Я обернулась и закричала, когда увидела сидящего на заднем сиденье Питера Ван Хаутена.
— Прошу прощения, что напугал тебя, — сказал Питер Ван Хаутен, перекрикивая рэп. На нем все еще был костюм с похорон — а прошла почти неделя. От него пахло так, будто он потел алкоголем. — Можешь оставить себе диск, — сказал он. — Это Snook, один из основных шведских…
— Ааа ааа УБИРАЙСЯ ИЗ МОЕЙ МАШИНЫ! — Я выключила звук.
— Насколько я понимаю, это машина твоей мамы, — сказал он. — А еще, она не была закрыта.
— О, Господи! Выметайся из моей машины, или я позвоню 911. Старик, что с тобой не так?
— Если бы дело ограничивалось только одной проблемой, — задумчиво произнес он. — Я здесь, просто чтобы извиниться. Ты была права, когда ранее заметила, что я жалкий маленький человечишка, зависимый от алкоголя. У меня была единстенная знакомая, которая проводила со мной время только потому, что я платил ей за это, — и что еще хуже, она ушла, оставив меня одинокой душой, не способной завоевать дружеские отношения даже с помощью взятки. Все это так, Хейзел. И много чего еще.
— Ладно, — сказала я. Эта речь была бы более трогательной, если бы он говорил разборчивее.
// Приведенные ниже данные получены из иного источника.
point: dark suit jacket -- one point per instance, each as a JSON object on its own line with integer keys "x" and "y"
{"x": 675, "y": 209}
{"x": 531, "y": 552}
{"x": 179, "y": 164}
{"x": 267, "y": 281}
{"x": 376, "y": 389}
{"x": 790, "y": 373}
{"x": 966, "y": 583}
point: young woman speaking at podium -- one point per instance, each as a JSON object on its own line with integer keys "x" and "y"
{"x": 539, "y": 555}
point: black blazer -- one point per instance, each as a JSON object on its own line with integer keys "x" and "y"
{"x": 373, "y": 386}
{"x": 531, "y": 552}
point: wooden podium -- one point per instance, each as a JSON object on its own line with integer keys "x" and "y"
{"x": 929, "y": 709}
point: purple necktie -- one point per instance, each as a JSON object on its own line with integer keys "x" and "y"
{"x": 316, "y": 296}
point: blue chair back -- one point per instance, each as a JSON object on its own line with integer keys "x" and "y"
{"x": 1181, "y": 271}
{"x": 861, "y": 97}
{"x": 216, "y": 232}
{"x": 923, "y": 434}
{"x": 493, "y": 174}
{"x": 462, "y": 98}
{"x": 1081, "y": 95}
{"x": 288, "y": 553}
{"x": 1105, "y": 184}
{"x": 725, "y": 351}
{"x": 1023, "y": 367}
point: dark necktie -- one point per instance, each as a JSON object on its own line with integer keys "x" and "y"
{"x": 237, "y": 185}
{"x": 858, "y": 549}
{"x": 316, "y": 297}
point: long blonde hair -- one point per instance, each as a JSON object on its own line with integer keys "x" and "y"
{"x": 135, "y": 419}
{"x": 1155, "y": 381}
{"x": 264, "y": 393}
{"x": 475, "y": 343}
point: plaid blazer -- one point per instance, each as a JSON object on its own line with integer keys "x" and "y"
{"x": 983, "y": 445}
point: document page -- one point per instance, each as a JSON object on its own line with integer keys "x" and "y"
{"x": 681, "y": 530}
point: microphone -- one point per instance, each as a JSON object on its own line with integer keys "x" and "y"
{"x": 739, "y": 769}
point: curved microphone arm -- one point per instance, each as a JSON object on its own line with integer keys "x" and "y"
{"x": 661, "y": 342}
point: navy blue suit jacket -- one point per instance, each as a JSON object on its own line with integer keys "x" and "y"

— Ты напоминаешь мне Анну.
— Я многим кого-то напоминаю, — ответила я. — Мне правда нужно ехать.
— Так стартуй, — сказал он.
— Вылезай из машины.
— Нет. Ты напоминаешь мне Анну, — снова сказал он. Через секунду я включила заднюю передачу и выехала с парковки. Я не могла заставить его уйти, и мне не нужно было этого делать. Я поеду домой к Гасу, и его родители заставят Ван Хаутена убраться.